Making One’s Way in the World: The footprints and trackways of prehistoric people, by Martin Bell
published by Oxbow Books, 2020.
ISBN 978-1-78925-402-0. Hardback 320pp, 106 illustrations. H246 x W189 (mm). £50
ISBN 978-1-78925-403-7 (ePub). Digital edition.
Available widely.


Martin Bell is professor of archaeological science at the University of Reading and a noted specialist in using earth sciences, such as geography, geology, and geophysics, to inform archaeological research. His book is the culmination of 14 years of study into prehistoric routeways and will surely be acknowledged in future as a seminal work on the subject.

It is a serious academic work and at up to £50 it is priced accordingly. But it might be considered essential reading for anyone looking for a single and comprehensive source of all the currently accumulated knowledge on what Bell describes as a much-neglected area of archaeological study. His investigation spans western Europe and North America but with a special emphasis on the British Isles.

He makes a strong case that better understanding the routeways will enlighten understanding of the places and prehistoric sites they must inevitably link. He urges scholars to consider routeway studies as a way of approaching environmental and landscape archaeology with a ‘greater emphasis on connectivity than the current preoccupation with sites.’

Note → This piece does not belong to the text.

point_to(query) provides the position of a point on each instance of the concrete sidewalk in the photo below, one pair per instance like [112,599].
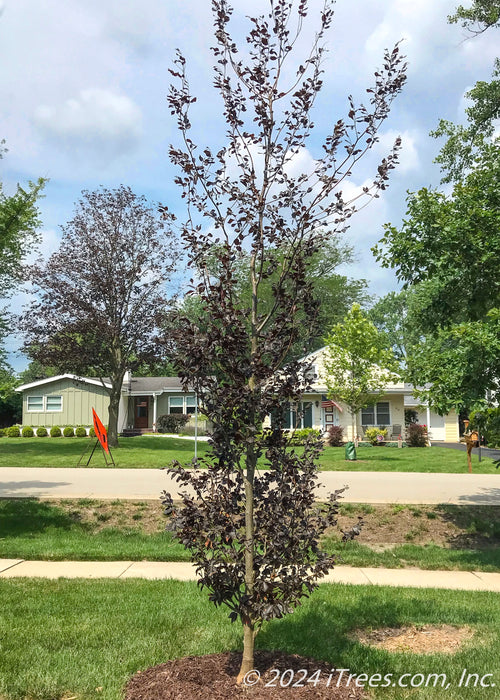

He challenges the long-accepted wisdom, expressed in 1979 by Christopher Taylor, that all but a few prehistoric tracks in Britain are impossible to date (Taylor, Roads and Tracks of Britain). Bell lauds Taylor as the ‘greatest landscape archaeologist of his generation’, but explains that since his time specialists have developed a ‘new and imaginative range of concepts and techniques’ that can now be used to identify and date prehistoric routeways.

He makes several references to studies conducted in Wales and Devon by landscape archaeologist professor Andrew Fleming, who is known in Swaledale for his extensive work with Tim Laurie in the 1990s, culminating in his book Swaledale: Valley of the Wild River (1998). Bell cites the Swaledale book as highlighting an example of hollow ways created by erosion. He outlines the growing level of interest in hollow ways among archaeologists across Europe and he provides a detailed and illustrated explanation of how they can now be dated using modern soil-erosion study techniques.

Perhaps Bell’s book could inspire renewed professional archaeological interest in Swaledale and Arkengarthdale, where the widespread absence of modern development might allow the discovery of datable evidence of networks of prehistoric routeways.